Visão espiritual do mundo
É de referir que, conforme nos apercebemos na citação anterior, os povos Indígenas, e em particular os Cree, sempre confiaram na existência de uma força de criadora, o Grande Espírito, que – devido à natureza da língua Cree que não distingue os géneros – é simultaneamente feminino e masculino, porque ela/ele só pode ser referenciada/o sem recurso a qualquer especificação de género.
Eles [os nativos] também acreditavam em manitous, isto é, em espíritos que exerciam uma forte influência sobre os acontecimentos humanos e que visitavam os xamãs tribais em sonhos e visões proféticas. Por sua vez, estas últimas entidades, os xamãs ou curandeiros, prestavam os seus serviços aos membros das tribos, realizando feitos e curas miraculosas, enquanto executavam vários tipos de cerimónias.
Quando nos referimos à visão espiritual dos povos Índígenas do Canadá, não nos podemos esquecer do papel do Trickster, uma figura brincalhona e travessa, que é a personificação da ambiguidade humana e ao mesmo tempo a celebração da vida. Esta entidade sobrenatural aparece em muitas lendas e histórias como forma de entretenimento ou de ensinamento. De facto, é importante sublinhar que o acto de contar histórias tem sido um pilar da identidade das First Nations. Como consequência, essas histórias foram passadas de geração em geração “(p)ara entreter ouvintes de todas as idades, para instruir os mais novos, para preservar a história e os rituais e as crenças” inerentes a cada comunidade nativa, como Clark (1967: xi) refere.
Tal como o planeta Terra, a própria vida e as histórias, nos quais a estrutura circular é tão comum, o tempo também é visto pelos nativos como um continuum não linear, em oposição ao pensamento Euro-Americano.
Outro aspecto que também devemos reter é a importância da língua, como forma de reclamar o passado e de prever o futuro. Em boa verdade, a língua é um veículo de cultura e, como resultado, quando um povo perde a sua língua, tem tendência a perder a sua identidade cultural.
[1] O dito explorador e navegador Europeu foi Cristóvão Colombo e, de acordo coma obra de Tzvetan Todorov, The Conquest of America: The Question of the Other (1999: 10), “(i)nfinitamente mais que ouro, a expansão do Cristianismo era o desejo mais profundo de Colombo…”

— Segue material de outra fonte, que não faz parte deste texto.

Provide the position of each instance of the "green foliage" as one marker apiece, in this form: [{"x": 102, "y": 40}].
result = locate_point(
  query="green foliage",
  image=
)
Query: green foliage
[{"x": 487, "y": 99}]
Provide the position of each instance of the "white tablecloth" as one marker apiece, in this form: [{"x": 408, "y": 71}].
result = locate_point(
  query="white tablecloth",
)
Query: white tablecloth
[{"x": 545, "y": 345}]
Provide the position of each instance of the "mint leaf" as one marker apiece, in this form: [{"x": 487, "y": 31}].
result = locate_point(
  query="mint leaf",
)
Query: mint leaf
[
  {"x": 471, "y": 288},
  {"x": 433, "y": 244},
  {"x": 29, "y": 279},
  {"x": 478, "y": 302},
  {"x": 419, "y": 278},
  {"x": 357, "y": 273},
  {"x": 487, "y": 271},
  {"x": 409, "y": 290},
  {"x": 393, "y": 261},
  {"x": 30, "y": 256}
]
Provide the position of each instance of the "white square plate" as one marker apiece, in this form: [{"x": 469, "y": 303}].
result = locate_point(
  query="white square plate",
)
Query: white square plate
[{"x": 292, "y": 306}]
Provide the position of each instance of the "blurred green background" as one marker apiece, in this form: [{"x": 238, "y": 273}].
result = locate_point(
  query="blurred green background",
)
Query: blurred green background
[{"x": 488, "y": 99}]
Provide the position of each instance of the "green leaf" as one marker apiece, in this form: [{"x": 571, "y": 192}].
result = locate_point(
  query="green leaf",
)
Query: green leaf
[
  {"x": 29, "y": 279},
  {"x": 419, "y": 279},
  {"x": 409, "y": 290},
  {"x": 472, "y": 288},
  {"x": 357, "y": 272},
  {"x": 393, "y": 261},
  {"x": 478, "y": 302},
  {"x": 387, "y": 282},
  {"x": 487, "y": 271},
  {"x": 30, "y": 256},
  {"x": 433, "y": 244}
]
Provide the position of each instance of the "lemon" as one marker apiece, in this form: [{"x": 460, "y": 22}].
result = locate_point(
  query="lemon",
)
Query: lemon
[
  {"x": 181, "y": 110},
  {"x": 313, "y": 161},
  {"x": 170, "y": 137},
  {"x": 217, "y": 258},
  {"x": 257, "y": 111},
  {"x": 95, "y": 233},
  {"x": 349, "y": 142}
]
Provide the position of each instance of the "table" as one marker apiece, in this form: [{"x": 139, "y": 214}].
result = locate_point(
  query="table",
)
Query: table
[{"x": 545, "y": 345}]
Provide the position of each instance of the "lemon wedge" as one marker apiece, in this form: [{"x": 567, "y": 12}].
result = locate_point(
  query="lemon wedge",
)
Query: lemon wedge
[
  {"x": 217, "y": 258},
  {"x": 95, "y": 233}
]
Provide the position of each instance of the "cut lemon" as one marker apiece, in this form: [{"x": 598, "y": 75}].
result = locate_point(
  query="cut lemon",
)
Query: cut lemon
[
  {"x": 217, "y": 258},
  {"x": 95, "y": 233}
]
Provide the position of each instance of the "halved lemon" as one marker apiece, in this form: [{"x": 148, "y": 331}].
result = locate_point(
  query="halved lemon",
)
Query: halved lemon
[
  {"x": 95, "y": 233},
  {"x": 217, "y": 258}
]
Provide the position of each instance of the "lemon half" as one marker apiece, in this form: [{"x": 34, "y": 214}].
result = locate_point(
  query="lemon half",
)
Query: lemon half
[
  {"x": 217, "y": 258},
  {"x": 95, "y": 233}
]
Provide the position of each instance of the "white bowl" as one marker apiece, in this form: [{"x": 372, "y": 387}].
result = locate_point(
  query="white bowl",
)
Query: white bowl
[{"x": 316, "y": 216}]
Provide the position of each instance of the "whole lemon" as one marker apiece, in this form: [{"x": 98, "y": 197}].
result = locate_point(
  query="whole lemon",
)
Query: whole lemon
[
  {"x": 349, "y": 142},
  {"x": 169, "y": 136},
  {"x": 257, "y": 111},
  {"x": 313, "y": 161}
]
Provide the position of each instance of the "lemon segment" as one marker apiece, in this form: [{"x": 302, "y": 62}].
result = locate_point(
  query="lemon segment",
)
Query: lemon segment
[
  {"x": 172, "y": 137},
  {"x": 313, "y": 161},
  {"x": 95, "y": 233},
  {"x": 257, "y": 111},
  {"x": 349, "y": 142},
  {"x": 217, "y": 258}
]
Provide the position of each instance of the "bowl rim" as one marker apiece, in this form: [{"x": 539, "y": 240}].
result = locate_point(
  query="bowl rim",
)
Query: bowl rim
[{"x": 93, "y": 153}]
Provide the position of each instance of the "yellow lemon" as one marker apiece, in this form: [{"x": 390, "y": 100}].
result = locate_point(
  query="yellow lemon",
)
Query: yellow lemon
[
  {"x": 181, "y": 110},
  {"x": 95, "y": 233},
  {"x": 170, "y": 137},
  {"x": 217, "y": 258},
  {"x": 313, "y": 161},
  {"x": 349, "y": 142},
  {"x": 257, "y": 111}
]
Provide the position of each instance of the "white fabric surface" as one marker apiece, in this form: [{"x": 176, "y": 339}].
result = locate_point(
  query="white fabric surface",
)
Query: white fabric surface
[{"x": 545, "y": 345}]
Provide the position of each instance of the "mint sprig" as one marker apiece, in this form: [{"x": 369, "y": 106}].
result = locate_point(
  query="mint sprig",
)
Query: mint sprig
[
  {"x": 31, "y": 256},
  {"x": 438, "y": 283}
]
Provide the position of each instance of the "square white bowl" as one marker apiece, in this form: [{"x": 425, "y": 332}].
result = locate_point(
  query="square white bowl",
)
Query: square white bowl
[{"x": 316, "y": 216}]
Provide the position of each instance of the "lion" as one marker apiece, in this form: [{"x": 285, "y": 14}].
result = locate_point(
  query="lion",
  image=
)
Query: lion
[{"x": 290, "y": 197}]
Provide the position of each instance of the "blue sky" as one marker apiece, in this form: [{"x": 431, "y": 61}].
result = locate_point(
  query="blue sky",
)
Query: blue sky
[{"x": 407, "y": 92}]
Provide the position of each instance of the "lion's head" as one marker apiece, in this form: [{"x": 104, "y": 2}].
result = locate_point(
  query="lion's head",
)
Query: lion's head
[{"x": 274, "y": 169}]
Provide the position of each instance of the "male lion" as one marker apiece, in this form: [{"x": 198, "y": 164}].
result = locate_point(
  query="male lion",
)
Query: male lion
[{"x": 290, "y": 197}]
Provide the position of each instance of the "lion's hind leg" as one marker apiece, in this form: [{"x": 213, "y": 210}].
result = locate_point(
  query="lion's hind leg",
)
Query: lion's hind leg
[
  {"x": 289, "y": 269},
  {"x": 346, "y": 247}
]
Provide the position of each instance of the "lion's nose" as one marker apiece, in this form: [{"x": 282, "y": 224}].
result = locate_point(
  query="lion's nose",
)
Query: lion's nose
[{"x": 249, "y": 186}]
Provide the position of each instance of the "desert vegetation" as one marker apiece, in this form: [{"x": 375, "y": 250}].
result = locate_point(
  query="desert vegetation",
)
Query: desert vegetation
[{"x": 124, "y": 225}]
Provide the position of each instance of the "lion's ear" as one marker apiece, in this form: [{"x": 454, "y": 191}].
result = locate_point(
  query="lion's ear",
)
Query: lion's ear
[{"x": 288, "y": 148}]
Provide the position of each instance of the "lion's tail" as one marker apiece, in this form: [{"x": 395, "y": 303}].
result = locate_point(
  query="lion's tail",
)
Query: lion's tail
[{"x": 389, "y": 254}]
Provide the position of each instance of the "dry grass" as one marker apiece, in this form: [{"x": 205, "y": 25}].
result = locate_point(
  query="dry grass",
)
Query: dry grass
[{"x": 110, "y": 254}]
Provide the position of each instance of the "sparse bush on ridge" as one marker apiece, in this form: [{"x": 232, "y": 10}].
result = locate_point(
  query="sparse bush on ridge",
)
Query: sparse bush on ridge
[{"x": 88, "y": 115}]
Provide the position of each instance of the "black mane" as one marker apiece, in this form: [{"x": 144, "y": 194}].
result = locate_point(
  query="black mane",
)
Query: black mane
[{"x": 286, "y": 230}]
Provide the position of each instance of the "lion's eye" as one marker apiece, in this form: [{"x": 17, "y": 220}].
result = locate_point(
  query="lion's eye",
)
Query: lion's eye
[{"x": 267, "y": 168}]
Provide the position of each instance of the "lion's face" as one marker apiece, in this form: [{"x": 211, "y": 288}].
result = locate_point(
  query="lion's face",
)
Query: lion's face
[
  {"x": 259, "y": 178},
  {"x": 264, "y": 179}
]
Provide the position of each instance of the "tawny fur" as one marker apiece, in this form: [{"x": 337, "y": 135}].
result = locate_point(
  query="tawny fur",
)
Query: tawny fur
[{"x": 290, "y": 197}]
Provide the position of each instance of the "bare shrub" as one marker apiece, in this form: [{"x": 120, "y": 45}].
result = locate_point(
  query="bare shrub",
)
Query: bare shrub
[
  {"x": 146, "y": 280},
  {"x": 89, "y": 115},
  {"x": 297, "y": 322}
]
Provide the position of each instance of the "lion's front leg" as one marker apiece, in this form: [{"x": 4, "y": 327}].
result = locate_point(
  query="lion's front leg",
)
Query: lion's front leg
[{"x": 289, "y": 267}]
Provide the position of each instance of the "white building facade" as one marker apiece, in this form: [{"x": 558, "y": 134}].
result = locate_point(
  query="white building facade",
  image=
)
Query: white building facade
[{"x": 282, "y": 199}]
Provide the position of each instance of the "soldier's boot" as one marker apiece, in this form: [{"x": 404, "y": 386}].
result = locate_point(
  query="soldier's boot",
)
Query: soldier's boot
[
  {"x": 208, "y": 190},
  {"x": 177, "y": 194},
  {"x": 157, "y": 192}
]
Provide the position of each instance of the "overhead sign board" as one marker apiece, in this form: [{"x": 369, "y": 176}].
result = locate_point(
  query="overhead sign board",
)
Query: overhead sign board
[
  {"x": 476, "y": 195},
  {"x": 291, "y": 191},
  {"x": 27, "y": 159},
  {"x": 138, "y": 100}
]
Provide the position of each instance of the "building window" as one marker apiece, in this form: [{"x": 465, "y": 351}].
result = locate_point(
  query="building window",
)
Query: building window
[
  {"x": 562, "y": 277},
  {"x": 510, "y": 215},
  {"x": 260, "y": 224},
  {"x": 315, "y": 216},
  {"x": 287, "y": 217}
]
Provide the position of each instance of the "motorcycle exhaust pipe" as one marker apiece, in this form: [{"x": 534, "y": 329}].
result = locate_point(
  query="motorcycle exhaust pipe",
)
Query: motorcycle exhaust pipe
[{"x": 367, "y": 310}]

[2] Do meu ponto de vista, apelidar as diversas comunidades Nativas como “Índias” foi uma prática racista, uma vez que isso implicou a separação de raças baseada em interesses políticos, económicos e culturais, pelos colonos das novas nações.
Obras citadas:
Clark, Ella Elizabeth. 1967. Indian Legends of Canada. Toronto: McClelland & Stewart Limited.
Miller, J.R. (ed.). 1991. Sweet Promises: A Reader on Indian-White Relations in Canada. Toronto: University of Toronto Press.
Todorov, Tzvetan. 1999. The Conquest of America: The Question of the Other. Norman: Univ. of Oklahoma Press.